Учитель погрузился в книгу, но сейчас же оторвался и снова заговорил:
- Мальчишеству нет места в истории. Пятьдесят лет тому назад живший поэт для понимания требует знания эпохи, а не выдергиванья его из нее и привлечения в качестве подсудимого на скамью современности.
- Но стихи этого поэта "Подите прочь" мы, современники, учим на память...
Митрофан Семенович высоко поднял брови, оскалил зубы и молча смотрел, как скелет в синих очках, на Корнева.
- Да-с, учите... должны учить... и если не будете знать, получите единицу... И не вашей-с компетенции это дело.
- Может быть, - вмешался Долба, - мы не компетентны, но хотим быть компетентными.
- Ну-с, Дарсье! - вызвал учитель.
Долба встретился глазами с Рыльским и пренебрежительно потупился.
Когда урок кончился, Карташев сконфуженно поднялся и вытянулся.
- Что, брат, отбрил тебя? - добродушно хлопнул его по плечу Долба.

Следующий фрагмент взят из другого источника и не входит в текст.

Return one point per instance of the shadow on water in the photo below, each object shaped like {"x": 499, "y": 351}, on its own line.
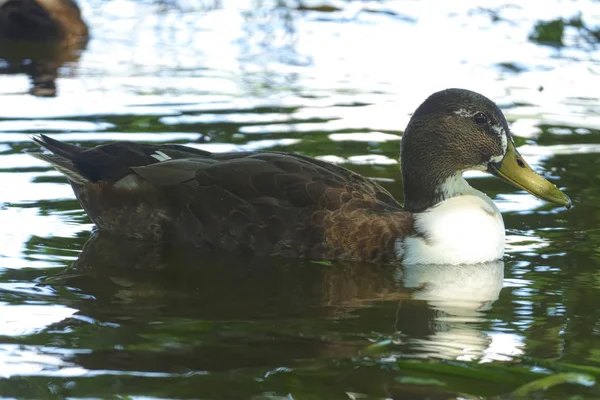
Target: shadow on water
{"x": 38, "y": 37}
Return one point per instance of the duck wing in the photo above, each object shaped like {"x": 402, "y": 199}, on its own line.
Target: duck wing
{"x": 265, "y": 203}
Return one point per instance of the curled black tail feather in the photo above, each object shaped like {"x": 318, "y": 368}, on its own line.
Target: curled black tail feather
{"x": 61, "y": 158}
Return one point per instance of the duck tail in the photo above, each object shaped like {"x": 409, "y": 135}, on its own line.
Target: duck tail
{"x": 62, "y": 157}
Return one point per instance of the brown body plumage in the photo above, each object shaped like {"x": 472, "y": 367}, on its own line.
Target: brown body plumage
{"x": 270, "y": 203}
{"x": 42, "y": 20}
{"x": 266, "y": 203}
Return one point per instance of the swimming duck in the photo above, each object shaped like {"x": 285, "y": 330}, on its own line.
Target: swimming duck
{"x": 273, "y": 203}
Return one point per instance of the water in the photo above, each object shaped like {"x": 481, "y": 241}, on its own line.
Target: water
{"x": 94, "y": 317}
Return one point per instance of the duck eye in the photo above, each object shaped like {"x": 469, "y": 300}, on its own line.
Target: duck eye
{"x": 480, "y": 118}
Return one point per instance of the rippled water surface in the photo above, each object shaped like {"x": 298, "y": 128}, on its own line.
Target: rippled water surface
{"x": 95, "y": 317}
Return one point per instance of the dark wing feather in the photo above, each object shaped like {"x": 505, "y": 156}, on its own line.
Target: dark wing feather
{"x": 264, "y": 203}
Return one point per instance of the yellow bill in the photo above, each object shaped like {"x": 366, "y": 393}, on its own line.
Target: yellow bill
{"x": 514, "y": 170}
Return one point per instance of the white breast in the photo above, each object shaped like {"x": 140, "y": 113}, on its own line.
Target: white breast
{"x": 465, "y": 229}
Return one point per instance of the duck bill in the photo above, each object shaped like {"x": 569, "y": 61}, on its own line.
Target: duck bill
{"x": 514, "y": 170}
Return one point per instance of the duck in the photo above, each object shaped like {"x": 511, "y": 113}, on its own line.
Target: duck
{"x": 270, "y": 203}
{"x": 38, "y": 37}
{"x": 42, "y": 21}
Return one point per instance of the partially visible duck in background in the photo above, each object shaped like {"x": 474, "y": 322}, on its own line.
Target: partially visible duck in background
{"x": 38, "y": 36}
{"x": 272, "y": 203}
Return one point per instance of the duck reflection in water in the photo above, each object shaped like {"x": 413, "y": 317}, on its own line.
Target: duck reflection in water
{"x": 301, "y": 306}
{"x": 37, "y": 37}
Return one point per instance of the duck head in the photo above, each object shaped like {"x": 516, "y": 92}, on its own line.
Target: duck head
{"x": 457, "y": 130}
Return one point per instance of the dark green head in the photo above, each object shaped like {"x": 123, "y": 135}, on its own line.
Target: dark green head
{"x": 456, "y": 130}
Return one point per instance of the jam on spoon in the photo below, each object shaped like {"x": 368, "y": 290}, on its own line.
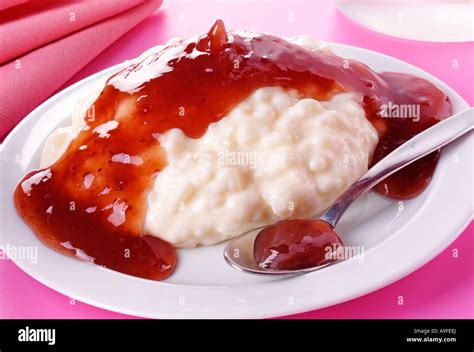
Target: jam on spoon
{"x": 296, "y": 244}
{"x": 311, "y": 243}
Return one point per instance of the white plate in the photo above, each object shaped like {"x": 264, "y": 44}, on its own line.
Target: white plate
{"x": 396, "y": 241}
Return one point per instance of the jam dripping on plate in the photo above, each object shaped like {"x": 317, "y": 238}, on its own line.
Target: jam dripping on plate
{"x": 91, "y": 203}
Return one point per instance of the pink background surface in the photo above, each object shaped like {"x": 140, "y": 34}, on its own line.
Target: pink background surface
{"x": 444, "y": 288}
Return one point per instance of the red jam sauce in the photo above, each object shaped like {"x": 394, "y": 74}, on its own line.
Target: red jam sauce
{"x": 91, "y": 203}
{"x": 296, "y": 244}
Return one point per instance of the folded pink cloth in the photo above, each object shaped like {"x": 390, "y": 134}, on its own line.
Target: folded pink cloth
{"x": 46, "y": 43}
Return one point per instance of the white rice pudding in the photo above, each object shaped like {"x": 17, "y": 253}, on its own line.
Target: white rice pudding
{"x": 275, "y": 156}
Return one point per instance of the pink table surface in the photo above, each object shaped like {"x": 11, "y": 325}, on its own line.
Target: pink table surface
{"x": 443, "y": 288}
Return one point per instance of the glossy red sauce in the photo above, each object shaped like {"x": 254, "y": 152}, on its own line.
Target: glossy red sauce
{"x": 296, "y": 244}
{"x": 91, "y": 203}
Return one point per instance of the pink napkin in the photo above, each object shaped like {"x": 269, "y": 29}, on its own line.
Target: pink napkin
{"x": 46, "y": 43}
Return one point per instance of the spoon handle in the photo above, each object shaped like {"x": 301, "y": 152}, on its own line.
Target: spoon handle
{"x": 423, "y": 144}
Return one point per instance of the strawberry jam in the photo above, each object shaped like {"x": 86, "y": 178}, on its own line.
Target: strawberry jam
{"x": 91, "y": 203}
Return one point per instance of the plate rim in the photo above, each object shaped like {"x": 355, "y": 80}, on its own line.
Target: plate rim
{"x": 272, "y": 312}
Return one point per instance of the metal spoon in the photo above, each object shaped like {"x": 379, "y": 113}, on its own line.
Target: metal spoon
{"x": 239, "y": 252}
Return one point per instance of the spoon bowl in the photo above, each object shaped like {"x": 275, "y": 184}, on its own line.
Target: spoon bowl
{"x": 239, "y": 252}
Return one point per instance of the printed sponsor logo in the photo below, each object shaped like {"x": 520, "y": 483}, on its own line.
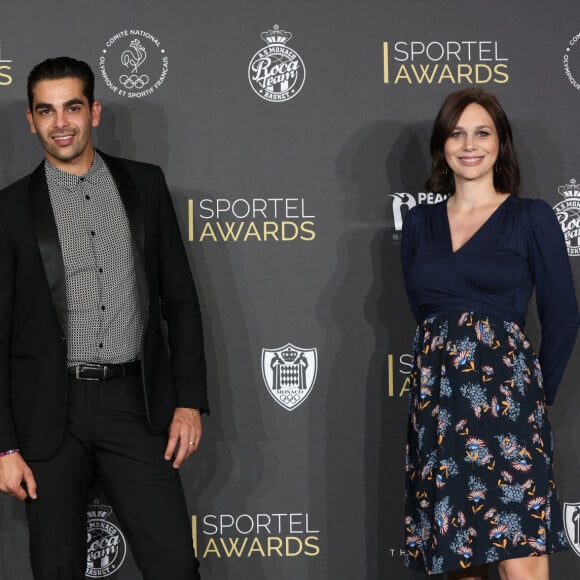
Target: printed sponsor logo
{"x": 106, "y": 545}
{"x": 133, "y": 63}
{"x": 5, "y": 70}
{"x": 572, "y": 525}
{"x": 289, "y": 373}
{"x": 568, "y": 214}
{"x": 260, "y": 535}
{"x": 471, "y": 62}
{"x": 247, "y": 219}
{"x": 276, "y": 72}
{"x": 570, "y": 62}
{"x": 402, "y": 202}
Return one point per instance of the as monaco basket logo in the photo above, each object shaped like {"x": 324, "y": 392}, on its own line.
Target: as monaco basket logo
{"x": 572, "y": 525}
{"x": 106, "y": 546}
{"x": 568, "y": 214}
{"x": 289, "y": 373}
{"x": 276, "y": 73}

- Отбрил, - неловко усмехнулся Карташев, - черт с ним.
- Да не стоит с ним и спорить, - согласился Корнев. - Что ж это за приемы? неграмотные, мальчишки... А если бы только его грамотой ограничивались, так были бы грамотные?

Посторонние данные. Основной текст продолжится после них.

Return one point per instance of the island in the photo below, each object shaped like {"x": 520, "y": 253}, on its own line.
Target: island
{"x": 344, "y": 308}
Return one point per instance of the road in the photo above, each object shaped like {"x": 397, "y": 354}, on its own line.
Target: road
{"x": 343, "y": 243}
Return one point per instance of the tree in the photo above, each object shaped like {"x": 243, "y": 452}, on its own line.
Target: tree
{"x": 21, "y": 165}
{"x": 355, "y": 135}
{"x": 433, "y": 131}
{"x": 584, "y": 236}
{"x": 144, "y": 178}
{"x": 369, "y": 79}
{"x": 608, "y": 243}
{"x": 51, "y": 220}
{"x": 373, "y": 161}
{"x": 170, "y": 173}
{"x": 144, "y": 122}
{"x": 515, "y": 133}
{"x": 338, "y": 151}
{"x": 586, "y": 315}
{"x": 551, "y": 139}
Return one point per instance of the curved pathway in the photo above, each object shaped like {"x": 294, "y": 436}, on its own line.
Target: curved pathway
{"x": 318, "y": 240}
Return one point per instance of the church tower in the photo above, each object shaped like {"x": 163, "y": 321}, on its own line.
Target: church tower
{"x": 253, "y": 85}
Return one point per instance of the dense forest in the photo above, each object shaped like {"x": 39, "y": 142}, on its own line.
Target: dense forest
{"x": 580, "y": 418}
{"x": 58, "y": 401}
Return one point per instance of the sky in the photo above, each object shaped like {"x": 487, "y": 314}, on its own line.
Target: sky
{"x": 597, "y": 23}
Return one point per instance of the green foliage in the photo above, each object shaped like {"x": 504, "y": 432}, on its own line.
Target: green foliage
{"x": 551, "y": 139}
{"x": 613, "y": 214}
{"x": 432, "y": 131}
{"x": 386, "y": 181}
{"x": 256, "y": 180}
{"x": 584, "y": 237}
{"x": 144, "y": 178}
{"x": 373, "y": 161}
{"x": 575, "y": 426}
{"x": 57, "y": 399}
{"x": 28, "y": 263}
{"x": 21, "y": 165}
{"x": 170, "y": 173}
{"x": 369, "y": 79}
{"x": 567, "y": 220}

- Положим... - начал было своим обычным авторитетным тоном Семенов.
- Пожалуйста, не клади, - весело перебил его Рыльский, - потому что положишь и не подымешь.

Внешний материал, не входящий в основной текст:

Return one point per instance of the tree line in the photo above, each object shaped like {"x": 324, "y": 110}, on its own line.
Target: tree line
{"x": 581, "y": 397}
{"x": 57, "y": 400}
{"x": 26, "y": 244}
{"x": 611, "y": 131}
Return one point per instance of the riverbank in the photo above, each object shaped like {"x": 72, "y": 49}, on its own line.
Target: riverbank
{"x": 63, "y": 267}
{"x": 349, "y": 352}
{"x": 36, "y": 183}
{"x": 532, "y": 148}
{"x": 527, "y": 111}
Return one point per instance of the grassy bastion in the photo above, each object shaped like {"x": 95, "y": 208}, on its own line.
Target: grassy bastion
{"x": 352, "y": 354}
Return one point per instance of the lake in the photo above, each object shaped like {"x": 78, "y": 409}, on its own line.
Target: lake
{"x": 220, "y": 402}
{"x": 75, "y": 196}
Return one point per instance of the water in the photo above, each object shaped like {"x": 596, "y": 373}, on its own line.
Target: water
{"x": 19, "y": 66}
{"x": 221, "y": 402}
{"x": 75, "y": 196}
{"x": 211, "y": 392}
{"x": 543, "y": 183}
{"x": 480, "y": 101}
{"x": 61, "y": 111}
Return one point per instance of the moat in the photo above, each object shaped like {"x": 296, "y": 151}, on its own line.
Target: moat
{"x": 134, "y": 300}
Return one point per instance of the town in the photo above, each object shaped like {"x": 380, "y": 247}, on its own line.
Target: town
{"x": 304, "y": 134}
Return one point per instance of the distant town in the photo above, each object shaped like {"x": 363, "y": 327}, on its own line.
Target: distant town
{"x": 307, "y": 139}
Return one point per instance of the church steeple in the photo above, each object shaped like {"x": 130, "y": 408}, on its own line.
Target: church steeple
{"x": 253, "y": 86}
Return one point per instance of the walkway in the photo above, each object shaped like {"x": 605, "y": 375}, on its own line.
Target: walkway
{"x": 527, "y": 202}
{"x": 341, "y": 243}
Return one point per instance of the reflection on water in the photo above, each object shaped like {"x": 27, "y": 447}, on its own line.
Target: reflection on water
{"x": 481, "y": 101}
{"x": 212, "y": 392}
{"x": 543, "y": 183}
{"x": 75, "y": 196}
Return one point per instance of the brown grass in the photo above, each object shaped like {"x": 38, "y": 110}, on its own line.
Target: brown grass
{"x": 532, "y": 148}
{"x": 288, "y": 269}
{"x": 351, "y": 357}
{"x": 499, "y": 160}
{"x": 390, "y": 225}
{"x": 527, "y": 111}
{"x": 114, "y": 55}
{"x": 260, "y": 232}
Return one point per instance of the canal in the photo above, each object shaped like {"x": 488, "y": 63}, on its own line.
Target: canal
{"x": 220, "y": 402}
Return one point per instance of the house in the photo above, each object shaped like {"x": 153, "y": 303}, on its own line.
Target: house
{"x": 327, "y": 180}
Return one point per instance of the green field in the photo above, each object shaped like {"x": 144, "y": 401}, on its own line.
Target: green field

Учитель истории Леонид Николаевич Шатров давно завоевал себе популярность между учениками.
Он поступил учителем в гимназию как раз в тот год, когда описываемая компания перешла в третий класс.
И своей молодостью, и мягкими приемами, и тем одухотворенным, что так тянет к себе молодые, нетронутые сердца, Леонид Николаевич постепенно привлек к себе всех, так что в старших классах ученики относились к нему и с уважением и с любовью. Одно огорчало их, что Леонид Николаевич славянофил, хотя и не "квасной", как пояснял Корнев, а с конфедерацией славянских племен, с Константинополем во главе. Это смягчало несколько тяжесть его вины, но все-таки компания становилась в тупик: не мог же он не читать Писарева, а если читал, то неужели же он так ограничен, что не понял его? Как бы то ни было, но ему извиняли даже славянофильство, и урок его всегда ожидался с особым удовольствием.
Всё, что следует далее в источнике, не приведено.